No doubt fans of the Postgate and Firmin children’s characters will seek this autobiography out but I’d like to urge everyone to read this wonderfully idiosyncratic and meandering story of a life not lived by the rules. As one might expect from someone in Oliver Postgate’s line of work, the visual imagery is very strong leading to delightful descriptions and vivid scene painting. Following his father’s death in 2009, son Daniel provides an afterword paying tribute to his eccentric, inventive, complex and inspired father. He writes from his father’s work shed where Bagpuss still sits on a shelf overseeing events with benign solicitude.
Oliver Postgate is widely regarded as the greatest children's storyteller of the modern era. His work, which included The Clangers, Ivor the Engine, The Pogles, Noggin the Nog and, most famously, Bagpuss, is beloved by generations. In this delicious memoir Oliver Postgate describes how he came to create his stories and characters, developing innovative techniques of animation and puppetry alongside his friend and co-producer Peter Firmin. Amazingly, almost all of Oliver's films were made in a cowshed in Kent on a budget of next to nothing. The story of Oliver Postgate's extraordinary and adventurous life, and the wonderful characters who populated it - both real and imagined - is witty, charming, beautifully remembered and exquisitely told.

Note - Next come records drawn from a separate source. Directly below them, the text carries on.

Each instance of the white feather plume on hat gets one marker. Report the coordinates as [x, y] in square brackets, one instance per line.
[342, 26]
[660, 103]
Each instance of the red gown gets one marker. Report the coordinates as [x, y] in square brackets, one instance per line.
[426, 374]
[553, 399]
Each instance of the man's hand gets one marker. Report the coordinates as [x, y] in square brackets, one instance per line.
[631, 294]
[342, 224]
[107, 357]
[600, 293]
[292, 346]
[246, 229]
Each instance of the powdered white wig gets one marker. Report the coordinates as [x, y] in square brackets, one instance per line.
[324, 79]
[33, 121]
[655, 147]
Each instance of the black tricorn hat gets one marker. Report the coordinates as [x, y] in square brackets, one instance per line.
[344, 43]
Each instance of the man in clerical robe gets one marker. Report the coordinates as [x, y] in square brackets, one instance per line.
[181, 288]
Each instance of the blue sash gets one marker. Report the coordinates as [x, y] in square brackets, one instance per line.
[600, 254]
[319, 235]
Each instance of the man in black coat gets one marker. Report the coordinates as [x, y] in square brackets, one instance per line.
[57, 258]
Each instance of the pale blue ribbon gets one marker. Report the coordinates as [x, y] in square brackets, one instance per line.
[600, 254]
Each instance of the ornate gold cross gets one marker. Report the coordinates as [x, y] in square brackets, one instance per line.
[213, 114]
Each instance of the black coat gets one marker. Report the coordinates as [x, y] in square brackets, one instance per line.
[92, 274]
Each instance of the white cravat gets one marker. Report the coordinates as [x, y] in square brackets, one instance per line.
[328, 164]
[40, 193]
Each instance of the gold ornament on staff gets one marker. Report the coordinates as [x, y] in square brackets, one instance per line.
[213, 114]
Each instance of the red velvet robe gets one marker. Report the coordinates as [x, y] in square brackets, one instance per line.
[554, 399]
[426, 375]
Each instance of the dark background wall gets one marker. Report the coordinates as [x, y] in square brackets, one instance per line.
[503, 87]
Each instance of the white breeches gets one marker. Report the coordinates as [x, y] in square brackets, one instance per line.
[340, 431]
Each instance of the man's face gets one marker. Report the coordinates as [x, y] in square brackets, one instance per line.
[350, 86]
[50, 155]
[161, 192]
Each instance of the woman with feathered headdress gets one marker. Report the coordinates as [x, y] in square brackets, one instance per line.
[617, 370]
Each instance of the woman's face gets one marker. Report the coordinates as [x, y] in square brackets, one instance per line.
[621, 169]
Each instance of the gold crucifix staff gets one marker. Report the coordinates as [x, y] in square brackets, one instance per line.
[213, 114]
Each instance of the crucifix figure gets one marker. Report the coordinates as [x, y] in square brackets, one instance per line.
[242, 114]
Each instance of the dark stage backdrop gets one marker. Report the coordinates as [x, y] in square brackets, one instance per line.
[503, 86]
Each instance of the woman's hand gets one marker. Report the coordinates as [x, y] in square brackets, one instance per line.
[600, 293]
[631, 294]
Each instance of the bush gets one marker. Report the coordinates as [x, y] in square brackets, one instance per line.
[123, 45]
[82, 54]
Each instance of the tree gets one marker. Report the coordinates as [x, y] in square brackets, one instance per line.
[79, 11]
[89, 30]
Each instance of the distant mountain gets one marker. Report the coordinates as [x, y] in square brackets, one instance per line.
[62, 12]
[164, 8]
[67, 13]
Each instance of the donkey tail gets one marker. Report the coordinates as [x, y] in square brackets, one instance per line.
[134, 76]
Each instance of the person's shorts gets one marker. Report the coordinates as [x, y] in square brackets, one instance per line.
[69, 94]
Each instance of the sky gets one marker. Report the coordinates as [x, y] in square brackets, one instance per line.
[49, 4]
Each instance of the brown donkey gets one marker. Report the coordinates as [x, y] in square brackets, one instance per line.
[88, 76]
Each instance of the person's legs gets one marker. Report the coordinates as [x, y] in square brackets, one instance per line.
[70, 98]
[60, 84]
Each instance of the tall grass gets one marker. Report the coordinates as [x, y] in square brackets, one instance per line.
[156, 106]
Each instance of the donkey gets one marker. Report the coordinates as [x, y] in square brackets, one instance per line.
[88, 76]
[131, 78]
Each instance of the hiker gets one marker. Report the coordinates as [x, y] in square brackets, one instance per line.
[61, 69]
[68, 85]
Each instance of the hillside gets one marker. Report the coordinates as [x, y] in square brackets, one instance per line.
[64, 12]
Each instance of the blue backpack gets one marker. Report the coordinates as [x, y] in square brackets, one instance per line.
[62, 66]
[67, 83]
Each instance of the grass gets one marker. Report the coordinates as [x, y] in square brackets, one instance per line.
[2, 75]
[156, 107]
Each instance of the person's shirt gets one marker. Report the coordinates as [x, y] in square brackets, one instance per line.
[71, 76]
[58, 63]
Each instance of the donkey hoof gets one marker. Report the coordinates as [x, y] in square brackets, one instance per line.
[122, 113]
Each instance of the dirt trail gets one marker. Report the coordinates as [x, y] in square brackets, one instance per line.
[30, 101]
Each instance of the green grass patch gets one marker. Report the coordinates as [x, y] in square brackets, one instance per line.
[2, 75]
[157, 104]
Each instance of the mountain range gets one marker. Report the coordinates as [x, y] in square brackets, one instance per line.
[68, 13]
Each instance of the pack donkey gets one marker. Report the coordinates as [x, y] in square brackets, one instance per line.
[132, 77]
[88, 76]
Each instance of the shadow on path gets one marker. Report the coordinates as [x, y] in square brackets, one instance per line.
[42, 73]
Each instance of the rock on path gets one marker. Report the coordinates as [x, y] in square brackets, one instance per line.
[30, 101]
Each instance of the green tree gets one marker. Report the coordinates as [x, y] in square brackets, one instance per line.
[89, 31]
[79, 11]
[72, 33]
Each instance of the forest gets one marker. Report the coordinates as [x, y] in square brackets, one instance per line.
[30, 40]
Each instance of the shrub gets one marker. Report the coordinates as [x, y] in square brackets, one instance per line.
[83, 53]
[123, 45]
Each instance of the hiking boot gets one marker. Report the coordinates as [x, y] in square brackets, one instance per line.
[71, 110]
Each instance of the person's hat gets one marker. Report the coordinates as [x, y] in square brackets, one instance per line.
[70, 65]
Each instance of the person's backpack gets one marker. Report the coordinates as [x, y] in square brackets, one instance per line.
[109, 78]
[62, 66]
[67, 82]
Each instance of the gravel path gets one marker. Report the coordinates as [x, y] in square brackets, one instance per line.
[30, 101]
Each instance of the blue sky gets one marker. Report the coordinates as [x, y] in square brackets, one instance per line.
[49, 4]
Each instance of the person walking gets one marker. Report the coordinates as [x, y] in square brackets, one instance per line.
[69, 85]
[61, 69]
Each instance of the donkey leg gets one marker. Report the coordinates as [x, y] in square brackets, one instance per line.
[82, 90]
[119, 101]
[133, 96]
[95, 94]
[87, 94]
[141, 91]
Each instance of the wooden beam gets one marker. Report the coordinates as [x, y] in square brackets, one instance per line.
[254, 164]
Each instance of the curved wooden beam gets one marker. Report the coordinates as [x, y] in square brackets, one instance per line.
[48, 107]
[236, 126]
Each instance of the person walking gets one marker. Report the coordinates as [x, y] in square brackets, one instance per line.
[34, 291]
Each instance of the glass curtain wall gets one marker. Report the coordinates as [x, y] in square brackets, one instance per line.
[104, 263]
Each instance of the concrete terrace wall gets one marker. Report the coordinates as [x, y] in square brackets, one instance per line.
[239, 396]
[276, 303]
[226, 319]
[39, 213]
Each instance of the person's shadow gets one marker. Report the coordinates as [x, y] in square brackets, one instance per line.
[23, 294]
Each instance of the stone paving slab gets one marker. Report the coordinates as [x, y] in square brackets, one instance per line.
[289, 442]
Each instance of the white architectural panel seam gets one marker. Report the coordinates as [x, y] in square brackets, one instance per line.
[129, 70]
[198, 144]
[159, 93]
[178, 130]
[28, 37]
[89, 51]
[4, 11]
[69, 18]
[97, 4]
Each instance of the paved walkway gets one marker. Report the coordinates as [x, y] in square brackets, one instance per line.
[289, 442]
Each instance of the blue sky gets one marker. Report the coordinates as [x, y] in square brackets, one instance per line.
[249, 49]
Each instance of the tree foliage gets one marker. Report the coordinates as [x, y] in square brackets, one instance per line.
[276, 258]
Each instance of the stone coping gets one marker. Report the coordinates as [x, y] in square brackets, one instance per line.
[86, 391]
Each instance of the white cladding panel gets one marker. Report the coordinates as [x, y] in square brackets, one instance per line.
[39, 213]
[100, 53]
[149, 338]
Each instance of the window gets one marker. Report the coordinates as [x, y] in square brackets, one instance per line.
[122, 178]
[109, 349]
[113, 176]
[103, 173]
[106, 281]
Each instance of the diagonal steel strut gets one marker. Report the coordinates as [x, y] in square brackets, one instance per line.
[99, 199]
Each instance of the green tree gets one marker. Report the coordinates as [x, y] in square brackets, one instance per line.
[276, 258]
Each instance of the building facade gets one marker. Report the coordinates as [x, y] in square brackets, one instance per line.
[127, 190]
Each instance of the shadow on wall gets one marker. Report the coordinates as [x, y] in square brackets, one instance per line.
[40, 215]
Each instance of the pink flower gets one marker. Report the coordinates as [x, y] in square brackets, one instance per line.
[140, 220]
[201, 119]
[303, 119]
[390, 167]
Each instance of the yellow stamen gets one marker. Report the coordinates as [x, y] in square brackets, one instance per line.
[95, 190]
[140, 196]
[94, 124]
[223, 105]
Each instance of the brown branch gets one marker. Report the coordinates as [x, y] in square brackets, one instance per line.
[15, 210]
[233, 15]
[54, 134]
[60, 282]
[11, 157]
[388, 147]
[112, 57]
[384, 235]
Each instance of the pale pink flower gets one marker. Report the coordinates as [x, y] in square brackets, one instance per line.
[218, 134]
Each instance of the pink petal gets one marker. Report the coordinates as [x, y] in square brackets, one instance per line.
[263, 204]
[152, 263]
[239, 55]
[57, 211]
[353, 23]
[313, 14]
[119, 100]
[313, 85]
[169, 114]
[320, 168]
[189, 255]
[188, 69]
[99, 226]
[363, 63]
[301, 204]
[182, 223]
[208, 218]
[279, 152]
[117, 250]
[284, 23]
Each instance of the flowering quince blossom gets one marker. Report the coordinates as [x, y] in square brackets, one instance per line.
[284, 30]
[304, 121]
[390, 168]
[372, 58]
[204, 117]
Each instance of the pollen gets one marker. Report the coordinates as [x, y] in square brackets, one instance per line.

'Oliver Postgate was, for my money, the greatest children's storyteller of the last 100 years. Together, the team of Postgate and Peter Firmin were apparently incapable of creating anything less than timelessly wonderful whenever they sat down to work.' Charlie Brooker
Author
About Oliver Postgate
Oliver Postgate was born in north London in 1925. He attended several different schools including, inadvertently, Dartington Hall. He attempted several different professions before founding Smallfilms with Peter Fermin in 1957. They went on to make a multitude of children’s films for television, from a cowshed near Canterbury. He died, aged 83, in Broadstairs, Kent, in December 2008.